2.Demonstrates pseudoesotropia related to epicanthal folds. These are present because of the lack of development of the bridge of the nose which does not occur until age four and at which time the epicanthal folds are dragged out of the corners of the eyes to produce a more adult appearance.
3.Shows how little sclera is normally visible nasally in small children as it is covered by the epicanthal fold.
4.The appearance of esotropia, as seen in SLIDE 4 is most noticeable inside gaze when the eye slips under the epicanthal fold simulating the appearance of esotropia.
5. Children with true congenital esotropia as seen in SLIDE 5 may also have epicanthal folds, but in this case a large angle of esodeviation is apparent.
6-8. Epicanthal folds may be quite impressive (as seen in 6-8) and cause the appearance of a pseudoesotorpia in gaze to either side. Because of the sloping walls of the orbit the eye actually is aimed a little bit temporal of perpendicular in the orbit. This leads to a discrepancy between the visual axis and the pupillary axis and exaggerations of this angle kappa may simulate various types of strabismus. Normally the corneal light reflex is centred slightly nasal of centre (positive angle kappa).
9. Shows a large negative angle kappa of the right eye with the light reflex decentred temporally, simulating an esotropia.
10. However covering the left eye SLIDE 10 indicates no movement of the eye and therefore no strabismus.
11. Shows a large positive angle kappa of the left eye, in this case caused by mild retinopathy of prematurity and temporal drag of the macula.
12. Covering the right eye reveals no movement of the left eye indicating that the eye is lined up with the macula and strabismus is not present.

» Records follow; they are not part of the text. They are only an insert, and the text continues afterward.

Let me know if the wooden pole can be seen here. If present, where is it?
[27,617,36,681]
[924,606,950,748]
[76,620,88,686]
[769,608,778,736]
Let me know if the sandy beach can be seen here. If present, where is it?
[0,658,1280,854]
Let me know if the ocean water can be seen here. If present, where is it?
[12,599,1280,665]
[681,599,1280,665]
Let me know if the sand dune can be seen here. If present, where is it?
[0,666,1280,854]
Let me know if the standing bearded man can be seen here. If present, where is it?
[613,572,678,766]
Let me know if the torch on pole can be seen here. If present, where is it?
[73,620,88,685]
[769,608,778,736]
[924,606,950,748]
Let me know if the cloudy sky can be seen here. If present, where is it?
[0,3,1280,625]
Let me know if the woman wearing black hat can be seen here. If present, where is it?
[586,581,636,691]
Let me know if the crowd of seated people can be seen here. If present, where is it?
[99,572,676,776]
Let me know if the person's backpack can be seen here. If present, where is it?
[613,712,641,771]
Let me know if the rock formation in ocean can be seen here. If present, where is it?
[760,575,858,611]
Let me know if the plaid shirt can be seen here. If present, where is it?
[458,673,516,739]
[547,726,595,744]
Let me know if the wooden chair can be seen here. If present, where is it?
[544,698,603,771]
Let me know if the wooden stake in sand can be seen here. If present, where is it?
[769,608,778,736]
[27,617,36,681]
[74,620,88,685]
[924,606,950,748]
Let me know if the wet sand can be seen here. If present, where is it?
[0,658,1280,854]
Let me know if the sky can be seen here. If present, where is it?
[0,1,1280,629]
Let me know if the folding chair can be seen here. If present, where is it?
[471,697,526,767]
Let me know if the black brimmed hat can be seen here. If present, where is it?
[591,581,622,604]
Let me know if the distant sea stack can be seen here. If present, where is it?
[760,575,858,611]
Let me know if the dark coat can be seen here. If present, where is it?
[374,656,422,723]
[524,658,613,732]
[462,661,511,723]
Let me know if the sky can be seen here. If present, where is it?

13. Shows marked facial asymmetry with the left orbit being higher than the right, simulating a vertical deviation (hypertropia).
14. demonstrates this orbital asymmetry, and a cover test of either eye will demonstrate no deviation of the either eye.
15-16. Children whose eyes are set close together (15) often look esotropic, while children whose orbits and eyes are set further apart (16) may look exotropic. Both these children have straight eyes.